Ela alerta para o fato de que “tudo está sendo construído, nessa área, no país”. E dá a dica: a internet é um bom campo de pesquisa para as novas formas de ensinar utilizando a robótica. “Há bons tutoriais de fabricantes e representantes de desenvolvedores de kits da área, com vídeos no YouTube e consultores e técnicos do governo e particulares especialistas que podem auxiliar o professor, o coordenador pedagógico e o gestor a entender do assunto”, ressalta.

Um grande desafio a ser enfrentado, dizem os especialistas, é o medo de perder o controle da classe ou a autoridade em sala de aula. “A maioria dos professores, formados pela escola tradicional de massa, tinha como premissa ser o gerador de conteúdo e a única fonte de conhecimento disponível para o aluno”, afirma Walquíria, do Cesar. Essa realidade mudou. “Agora o docente é um participante do processo, como mediador, contribuindo com seu conhecimento e aprendendo junto na construção de novos conteúdos”, acrescenta a consultora.
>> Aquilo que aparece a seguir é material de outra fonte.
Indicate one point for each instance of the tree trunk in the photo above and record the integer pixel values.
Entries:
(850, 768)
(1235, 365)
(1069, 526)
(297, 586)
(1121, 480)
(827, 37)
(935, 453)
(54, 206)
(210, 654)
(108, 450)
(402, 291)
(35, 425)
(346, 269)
A metodologia de trabalho nas atividades com robótica implica a construção do saber, explica Ana Paula Almeida, diretora do Colégio Santa Mônica, em Mogi das Cruzes (SP). “Nada mais é do que o exercício do conceito de educação construtivista, criado por Piaget e defendido por Paulo Freire. Isto é, pensar no problema, afunilar aquela questão e ir ao encontro de resultados pela prática”, esclarece ela.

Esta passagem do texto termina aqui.